Plaintiff further claims that the statute is discriminatory and denies the equal protection of the *567 laws, first, as to female employees, and, second, as to employers. As to any discrimination between or against female employees, plaintiff not being a member of the class allegedly injured cannot be heard to complain. Southern Railway Co. v.King, supra; Heald v. District of Columbia, 259 U.S. 114 (42 Sup. Ct. 434); Erie R. Co. v. Williams, 233 U.S. 685 (34 Sup. Ct. 761, 51 L.R.A. [N. S.] 1097). Plaintiff, however, further contends that there is a denial of equal protection of the laws and discrimination in making the law applicable only to employers engaged "in the manufacture or production of any article," and not to mercantile employment, et cetera. The evil sought to be eradicated is discrimination against women, and plaintiff cannot complain merely because the legislature attempted to remedy only a part of the problem rather than the entire situation. Plaintiff's complaint on this score is, in reality, that the statute is void because it is not broad enough. Rosenthal v. New York, 226 U.S. 260 (33 Sup. Ct. 27, Ann. Cas. 1914 B, 71). The legislature has the right to remedy the evil to the extent it deems necessary and advisable and it is not restricted to a complete remedy or none. WestCoast Hotel Co. v. Parrish, 300 U.S. 379 (57 Sup. Ct. 578, 108 A.L.R. 1330). The legislature need not cover the whole field but may within reason select one particular portion in which to remedy evils. It is a matter of common knowledge that there are great numbers of women employed in manufacturing and that many employers pay their women employees less than they pay their men employees for identical work.
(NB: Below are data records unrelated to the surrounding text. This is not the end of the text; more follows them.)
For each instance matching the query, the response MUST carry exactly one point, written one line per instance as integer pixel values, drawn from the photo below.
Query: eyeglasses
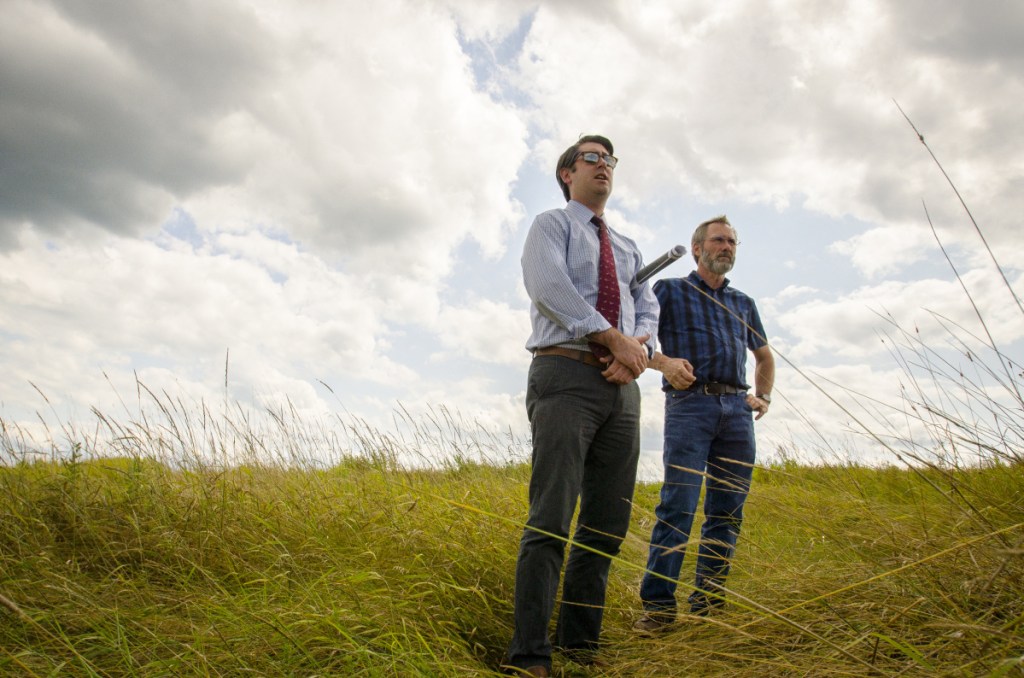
(722, 240)
(592, 158)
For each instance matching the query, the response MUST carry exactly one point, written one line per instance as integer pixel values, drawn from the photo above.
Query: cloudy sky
(332, 198)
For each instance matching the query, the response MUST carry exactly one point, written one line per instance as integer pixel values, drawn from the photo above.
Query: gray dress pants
(586, 435)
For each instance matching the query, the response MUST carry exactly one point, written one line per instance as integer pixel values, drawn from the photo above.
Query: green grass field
(138, 565)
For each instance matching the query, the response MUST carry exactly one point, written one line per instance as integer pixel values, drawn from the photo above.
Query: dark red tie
(607, 285)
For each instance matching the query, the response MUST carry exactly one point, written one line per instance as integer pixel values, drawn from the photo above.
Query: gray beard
(718, 267)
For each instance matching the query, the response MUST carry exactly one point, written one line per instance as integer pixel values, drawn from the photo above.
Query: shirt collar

The classification made both as to employees and employers in seeking to remedy this situation is not so unreasonable as to be discriminatory or such as effects a denial of *568 equal protection of the laws. Carmichael v. Southern Coal Coke Co., 301 U.S. 495, 515 (57 Sup. Ct. 868, 109 A.L.R. 1327).
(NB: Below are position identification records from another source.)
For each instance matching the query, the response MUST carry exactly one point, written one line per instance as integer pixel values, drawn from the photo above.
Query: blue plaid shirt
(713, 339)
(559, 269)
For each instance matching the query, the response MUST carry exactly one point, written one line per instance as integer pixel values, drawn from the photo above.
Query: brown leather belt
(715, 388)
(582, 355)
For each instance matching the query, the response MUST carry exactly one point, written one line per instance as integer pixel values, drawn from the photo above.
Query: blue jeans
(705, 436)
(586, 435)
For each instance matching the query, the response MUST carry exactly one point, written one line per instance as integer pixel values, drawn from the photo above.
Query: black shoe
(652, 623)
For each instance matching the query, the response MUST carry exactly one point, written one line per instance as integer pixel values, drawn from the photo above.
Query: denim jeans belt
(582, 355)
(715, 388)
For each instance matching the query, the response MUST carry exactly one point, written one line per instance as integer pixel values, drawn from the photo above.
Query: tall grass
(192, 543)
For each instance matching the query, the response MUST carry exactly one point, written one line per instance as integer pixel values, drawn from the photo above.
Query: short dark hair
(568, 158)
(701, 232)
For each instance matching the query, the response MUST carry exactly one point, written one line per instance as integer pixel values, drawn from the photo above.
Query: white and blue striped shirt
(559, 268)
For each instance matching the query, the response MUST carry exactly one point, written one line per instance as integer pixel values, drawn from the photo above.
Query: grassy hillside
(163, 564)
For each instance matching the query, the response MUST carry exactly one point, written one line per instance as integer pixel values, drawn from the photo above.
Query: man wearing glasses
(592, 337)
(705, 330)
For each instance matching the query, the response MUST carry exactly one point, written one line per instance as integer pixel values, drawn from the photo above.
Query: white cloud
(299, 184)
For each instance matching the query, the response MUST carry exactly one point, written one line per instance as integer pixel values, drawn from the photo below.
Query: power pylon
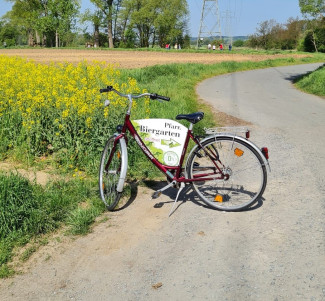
(210, 20)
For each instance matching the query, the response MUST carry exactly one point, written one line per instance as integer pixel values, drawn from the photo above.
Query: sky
(243, 18)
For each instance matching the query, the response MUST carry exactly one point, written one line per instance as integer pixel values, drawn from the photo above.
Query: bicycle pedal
(156, 195)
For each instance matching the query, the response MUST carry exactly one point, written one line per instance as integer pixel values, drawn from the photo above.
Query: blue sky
(245, 14)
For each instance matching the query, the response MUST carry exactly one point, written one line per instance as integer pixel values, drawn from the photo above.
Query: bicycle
(227, 172)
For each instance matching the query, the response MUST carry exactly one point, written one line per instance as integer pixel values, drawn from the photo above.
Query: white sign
(163, 137)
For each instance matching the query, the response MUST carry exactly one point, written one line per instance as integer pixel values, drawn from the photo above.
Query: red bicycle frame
(212, 154)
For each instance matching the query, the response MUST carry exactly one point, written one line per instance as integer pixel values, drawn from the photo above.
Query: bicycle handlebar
(151, 95)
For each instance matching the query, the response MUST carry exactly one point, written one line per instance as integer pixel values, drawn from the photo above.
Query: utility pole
(228, 16)
(210, 21)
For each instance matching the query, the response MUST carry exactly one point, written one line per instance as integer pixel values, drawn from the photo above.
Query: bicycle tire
(245, 167)
(109, 173)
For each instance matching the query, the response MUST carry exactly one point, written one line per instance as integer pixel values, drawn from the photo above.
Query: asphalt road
(275, 251)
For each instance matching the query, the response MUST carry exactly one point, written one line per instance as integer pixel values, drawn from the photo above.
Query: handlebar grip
(155, 96)
(108, 89)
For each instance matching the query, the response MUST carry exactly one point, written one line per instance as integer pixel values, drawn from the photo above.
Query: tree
(61, 14)
(312, 10)
(107, 6)
(43, 19)
(155, 20)
(96, 18)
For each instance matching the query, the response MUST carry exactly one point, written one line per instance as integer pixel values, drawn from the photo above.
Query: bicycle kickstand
(179, 191)
(157, 193)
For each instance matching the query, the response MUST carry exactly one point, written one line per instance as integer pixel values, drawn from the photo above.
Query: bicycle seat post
(130, 104)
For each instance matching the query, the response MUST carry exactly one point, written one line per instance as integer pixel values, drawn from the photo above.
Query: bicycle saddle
(193, 118)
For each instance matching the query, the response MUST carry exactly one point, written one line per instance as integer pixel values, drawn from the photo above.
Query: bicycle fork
(124, 163)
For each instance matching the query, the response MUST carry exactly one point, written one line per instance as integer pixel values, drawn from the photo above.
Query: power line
(210, 20)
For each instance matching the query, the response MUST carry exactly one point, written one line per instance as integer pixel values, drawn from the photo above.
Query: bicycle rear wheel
(242, 179)
(109, 173)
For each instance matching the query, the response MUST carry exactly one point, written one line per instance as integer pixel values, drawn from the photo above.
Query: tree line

Plaintiff alleges that employers in the same locality may be required to pay different wages to women employees for the same work while new competitors who have never employed males may not be subject to the law at all. As to this hypothetical objection it may be noted the differences, if any, will not be created by a discrimination or inequality in the law, but by the fact that the law operating in different circumstances in a uniform manner will necessarily give different results. The law applies a uniform standard to all employers subject to its provisions. The law does not endeavor to set the same wages for all women employees, but rather it seeks to provide the same wage conditions for women as for men, and necessarily the differences in pay of men will be reflected in the wage scale for women. As to new competitors who may employ only women, whether there will or can ever be such employers is purely conjectural. There is no allegation that there are such employers. The court will not go out of its way to test the operation of a law under every conceivable set of circumstances. The court can only determine the validity of an act in the light of the facts before it. Constitutional questions are not to be dealt with in the abstract. BandiniPetroleum Co. v. Superior Court, 284 U.S. 8 (52 Sup. Ct. 103, 78 A.L.R. 826); 11 Am. Jur. p. 753, § 111, and cases cited in note 18.

On the factual background presented by this record the quoted statute must be held constitutional as against any objection urged by appellant. Since the statutory provision is valid the bill of complaint does not state a cause of action entitling appellant to any equitable relief; and, therefore, the decretal *569 order of the circuit judge dismissing the bill of complaint is affirmed. The controversy presented a question of public moment and no costs are awarded.

BUSHNELL, C.J., and SHARPE, CHANDLER, McALLISTER, WIEST, and BUTZEL, JJ., concurred. The late Justice POTTER took no part in this decision.